Мы оба посмотрели на девушку. Она неподвижно сидела на полу в углу кабинета, обхватав руками колени. Платка на голове у нее не было, ее коротко остриженные волосы казались совершенно белыми. Она смотрела прямо перед собой на окно, за которым сгущались тучи.

— Поразительно красивое лицо, — сказал Дитер. — Даже теперь.

— Да.

— А Марта не…

— Я не разрешаю Марте заходить в мой кабинет.

— Жены всегда находят, к чему придраться, — проговорил Дитер, кладя на тарелку несколько ломтиков жареного мяса.

— Увы, это так.

— Руди пришлось избавиться от своей любовницы-еврейки, — вздохнул Дитер, поливая мясо соусом.

— Что ты говоришь?!

— Да, и от сына, которого она с ним прижила.
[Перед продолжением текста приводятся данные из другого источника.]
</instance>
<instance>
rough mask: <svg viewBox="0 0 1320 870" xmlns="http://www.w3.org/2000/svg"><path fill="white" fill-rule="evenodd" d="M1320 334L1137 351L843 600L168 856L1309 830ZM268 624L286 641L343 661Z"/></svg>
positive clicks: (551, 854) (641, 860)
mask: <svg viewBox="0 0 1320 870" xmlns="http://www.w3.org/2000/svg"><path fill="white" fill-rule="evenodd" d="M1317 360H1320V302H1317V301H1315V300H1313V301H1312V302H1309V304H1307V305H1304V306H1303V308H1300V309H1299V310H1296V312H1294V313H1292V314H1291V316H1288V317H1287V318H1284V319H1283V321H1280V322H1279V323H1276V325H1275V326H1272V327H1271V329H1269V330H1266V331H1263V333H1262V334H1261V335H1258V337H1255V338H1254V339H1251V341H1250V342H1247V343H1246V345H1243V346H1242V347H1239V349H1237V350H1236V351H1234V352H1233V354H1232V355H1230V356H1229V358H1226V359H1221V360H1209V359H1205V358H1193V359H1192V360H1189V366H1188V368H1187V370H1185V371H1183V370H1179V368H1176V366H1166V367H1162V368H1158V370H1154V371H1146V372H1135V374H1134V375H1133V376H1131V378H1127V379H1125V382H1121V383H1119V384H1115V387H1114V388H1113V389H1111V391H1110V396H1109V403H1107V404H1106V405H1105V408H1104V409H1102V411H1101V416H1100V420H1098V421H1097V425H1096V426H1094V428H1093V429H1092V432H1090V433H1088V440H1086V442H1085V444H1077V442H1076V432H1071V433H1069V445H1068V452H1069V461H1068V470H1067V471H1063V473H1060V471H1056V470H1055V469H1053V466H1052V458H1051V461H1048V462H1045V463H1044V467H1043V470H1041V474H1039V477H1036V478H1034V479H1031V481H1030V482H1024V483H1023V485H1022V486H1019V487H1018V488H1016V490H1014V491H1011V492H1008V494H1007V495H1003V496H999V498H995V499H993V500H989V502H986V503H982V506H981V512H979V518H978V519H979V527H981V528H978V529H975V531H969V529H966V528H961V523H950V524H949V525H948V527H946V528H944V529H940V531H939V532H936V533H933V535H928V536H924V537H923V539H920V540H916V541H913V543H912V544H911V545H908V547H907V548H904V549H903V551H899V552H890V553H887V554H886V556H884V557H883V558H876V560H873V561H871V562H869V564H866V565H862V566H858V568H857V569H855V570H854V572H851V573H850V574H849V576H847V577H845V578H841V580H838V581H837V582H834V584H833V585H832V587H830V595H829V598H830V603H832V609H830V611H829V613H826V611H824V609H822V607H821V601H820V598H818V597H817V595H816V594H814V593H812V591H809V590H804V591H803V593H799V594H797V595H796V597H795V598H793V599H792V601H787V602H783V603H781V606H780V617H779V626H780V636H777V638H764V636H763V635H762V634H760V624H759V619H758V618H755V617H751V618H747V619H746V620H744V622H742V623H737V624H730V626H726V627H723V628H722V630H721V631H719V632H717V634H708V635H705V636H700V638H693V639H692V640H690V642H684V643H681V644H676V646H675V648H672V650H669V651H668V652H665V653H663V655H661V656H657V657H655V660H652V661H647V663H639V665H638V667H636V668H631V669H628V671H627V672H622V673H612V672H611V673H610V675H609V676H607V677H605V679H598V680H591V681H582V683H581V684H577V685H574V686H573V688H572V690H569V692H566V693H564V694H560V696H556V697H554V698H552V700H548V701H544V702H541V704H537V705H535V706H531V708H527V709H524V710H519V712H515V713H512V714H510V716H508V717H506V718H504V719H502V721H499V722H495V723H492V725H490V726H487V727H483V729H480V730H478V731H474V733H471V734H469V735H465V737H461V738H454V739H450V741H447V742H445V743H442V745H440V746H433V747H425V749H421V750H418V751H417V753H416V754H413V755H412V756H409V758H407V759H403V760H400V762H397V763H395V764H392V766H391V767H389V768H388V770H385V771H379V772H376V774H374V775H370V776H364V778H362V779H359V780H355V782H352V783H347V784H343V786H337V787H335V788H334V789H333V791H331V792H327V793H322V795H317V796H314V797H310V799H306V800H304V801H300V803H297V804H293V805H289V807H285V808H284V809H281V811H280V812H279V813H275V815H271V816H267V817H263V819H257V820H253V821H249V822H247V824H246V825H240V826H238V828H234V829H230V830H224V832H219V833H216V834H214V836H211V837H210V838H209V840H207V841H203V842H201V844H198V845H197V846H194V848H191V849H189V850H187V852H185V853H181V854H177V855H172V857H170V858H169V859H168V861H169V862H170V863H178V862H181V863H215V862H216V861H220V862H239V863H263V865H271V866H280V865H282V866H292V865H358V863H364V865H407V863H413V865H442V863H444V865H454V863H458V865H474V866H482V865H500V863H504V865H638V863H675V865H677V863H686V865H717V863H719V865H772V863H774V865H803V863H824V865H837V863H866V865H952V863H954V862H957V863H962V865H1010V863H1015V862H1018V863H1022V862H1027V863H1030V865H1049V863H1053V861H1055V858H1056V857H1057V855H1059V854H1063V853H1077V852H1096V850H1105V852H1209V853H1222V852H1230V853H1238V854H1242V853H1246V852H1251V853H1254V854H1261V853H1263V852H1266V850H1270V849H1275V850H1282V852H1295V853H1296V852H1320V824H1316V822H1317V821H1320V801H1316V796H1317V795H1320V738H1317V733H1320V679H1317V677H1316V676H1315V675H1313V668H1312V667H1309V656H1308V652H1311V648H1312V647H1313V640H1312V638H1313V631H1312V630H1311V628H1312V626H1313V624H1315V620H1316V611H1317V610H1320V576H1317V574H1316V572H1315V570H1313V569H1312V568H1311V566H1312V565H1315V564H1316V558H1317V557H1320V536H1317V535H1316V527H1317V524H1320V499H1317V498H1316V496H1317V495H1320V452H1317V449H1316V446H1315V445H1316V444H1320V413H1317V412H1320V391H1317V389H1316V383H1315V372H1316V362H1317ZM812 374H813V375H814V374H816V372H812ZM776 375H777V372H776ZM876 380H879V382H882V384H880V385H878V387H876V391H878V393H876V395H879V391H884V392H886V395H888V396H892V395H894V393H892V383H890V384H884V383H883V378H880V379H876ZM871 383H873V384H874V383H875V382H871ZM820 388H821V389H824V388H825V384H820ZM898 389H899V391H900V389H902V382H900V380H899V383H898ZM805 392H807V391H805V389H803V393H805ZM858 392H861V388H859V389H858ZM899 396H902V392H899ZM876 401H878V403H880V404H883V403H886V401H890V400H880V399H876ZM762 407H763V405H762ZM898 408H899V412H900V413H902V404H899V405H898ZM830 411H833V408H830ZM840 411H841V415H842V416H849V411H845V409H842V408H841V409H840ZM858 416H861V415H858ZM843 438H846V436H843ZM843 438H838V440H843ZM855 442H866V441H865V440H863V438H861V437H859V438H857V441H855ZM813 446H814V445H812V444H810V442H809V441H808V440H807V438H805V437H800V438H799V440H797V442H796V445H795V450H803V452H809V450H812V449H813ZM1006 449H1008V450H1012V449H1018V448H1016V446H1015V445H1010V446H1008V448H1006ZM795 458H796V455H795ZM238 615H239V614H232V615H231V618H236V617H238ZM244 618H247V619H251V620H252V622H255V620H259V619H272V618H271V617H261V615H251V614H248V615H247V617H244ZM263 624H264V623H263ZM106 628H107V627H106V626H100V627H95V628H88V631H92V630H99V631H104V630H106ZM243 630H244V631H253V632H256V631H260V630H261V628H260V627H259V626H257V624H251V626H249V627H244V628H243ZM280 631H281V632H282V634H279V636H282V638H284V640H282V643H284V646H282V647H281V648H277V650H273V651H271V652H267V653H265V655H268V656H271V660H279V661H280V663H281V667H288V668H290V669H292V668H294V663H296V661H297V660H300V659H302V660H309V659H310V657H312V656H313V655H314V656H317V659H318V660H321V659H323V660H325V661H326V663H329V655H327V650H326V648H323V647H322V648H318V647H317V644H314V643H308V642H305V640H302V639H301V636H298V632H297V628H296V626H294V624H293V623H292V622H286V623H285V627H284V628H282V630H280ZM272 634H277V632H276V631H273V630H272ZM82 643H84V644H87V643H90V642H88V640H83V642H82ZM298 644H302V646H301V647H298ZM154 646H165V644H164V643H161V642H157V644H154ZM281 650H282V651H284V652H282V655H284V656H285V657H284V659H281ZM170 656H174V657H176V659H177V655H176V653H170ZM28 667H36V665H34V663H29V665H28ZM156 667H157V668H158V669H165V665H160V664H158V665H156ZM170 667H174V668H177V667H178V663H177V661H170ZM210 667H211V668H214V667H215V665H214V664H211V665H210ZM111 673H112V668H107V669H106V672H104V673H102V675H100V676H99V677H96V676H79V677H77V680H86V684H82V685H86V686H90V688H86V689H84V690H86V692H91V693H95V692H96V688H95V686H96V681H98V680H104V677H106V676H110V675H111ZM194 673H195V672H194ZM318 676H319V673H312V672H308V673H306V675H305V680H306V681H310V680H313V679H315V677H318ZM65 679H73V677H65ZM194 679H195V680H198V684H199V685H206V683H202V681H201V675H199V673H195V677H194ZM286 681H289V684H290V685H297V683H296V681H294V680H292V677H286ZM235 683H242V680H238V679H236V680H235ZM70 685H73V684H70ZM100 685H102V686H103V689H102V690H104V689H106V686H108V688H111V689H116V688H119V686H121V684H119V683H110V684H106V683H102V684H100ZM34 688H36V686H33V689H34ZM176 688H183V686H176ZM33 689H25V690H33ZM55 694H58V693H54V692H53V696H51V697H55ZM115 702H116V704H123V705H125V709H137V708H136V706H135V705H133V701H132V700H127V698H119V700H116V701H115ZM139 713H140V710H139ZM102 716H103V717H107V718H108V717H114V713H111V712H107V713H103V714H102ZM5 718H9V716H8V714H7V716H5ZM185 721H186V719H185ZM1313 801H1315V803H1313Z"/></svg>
— Когда? — спросил я, невольно придвигаясь к нему.

— В прошлом месяце.

— Почему ты мне не рассказал об этом?

— Я думал, ты знаешь, — пожал плечами Дитер.

— Он отправил ее в газовую камеру?

— Возможно, просто пристрелил, — ответил Дитер, самозабвенно жуя. — Право, не знаю. Если хочешь, я могу спросить.

— Значит, слухи подтвердились, — проговорил я. (Дитер кивнул.) — Должно быть, их засек Филин.

— А если не он, так Белокурая Бестия, — предположил Дитер. — Гусь просто отменный.

— Зажарен как раз в меру, — согласился я. — Именно так, как я люблю.

— Как ты собираешься поступить с этой девушкой?

— Что ты имеешь в виду?

— Ты слышишь меня? — Марта была вне себя от ярости. — Как ты намерен поступить с этой девицей?

Когда я поднял глаза от газеты, Марта швырнула мне на журнальный столик книжку.

— Что ты имеешь в виду? — спросил я.

— Тебе давно уже следовало избавиться от нее, — кричала Марта, — я же тебе говорила! А теперь — вот, полюбуйся на ее художество.

Передо мной лежала тонкая книжечка в темно-красной обложке с выведенным на ней черным заголовком: «Стоящие вдоль улиц мертвецы». Не успел я потянуться за ней, как Марта схватила книжку и, гневно взглянув на меня, стала ее листать, притопывая ногой.

— Вот, послушай! Послушай, что эта еврейская шлюха пишет о тебе!

— Она ничего не могла обо мне написать, — сказал я, поднимаясь. Газета соскользнула с моих коленей на пол. — Это невозможно.

— Хочешь услышать невозможное? — спросила Марта, листая страницы. — Вот, слушай: «Первый урок немецкого».

— Дай сюда книгу! — воскликнул я, но Марта не выпускала книжку из рук.

— «Немец врывается в комнату: на нем серо-голубая форма, а вокруг него — ореол света».

— Дай я сам посмотрю.

— «Он дрожит, и я понимаю, что ему тоже не терпится сыграть роль в этом спектакле».

— Дай сюда книгу! — снова потребовал я.

— А вот еще. — Марта ударила меня книгой по протянутой руке. — Вот: «В спальне коменданта».

— Что?

— Ты приводил ее в нашу спальню, — проговорила Марта, потрясая книгой у меня перед глазами. — Подумать только! Потаскуха, еврейка в нашей спальне, в моей кровати!

— Марта, позволь мне взглянуть.

— Может быть, ты и в любви ей признавался?

— Дай сюда книгу.

— Неужели даже такой, как ты, мог полюбить еврейку?

— Я хочу посмотреть книгу.

— Ты обманывал меня! — вскрикнула Марта и снова ударила меня по руке книгой.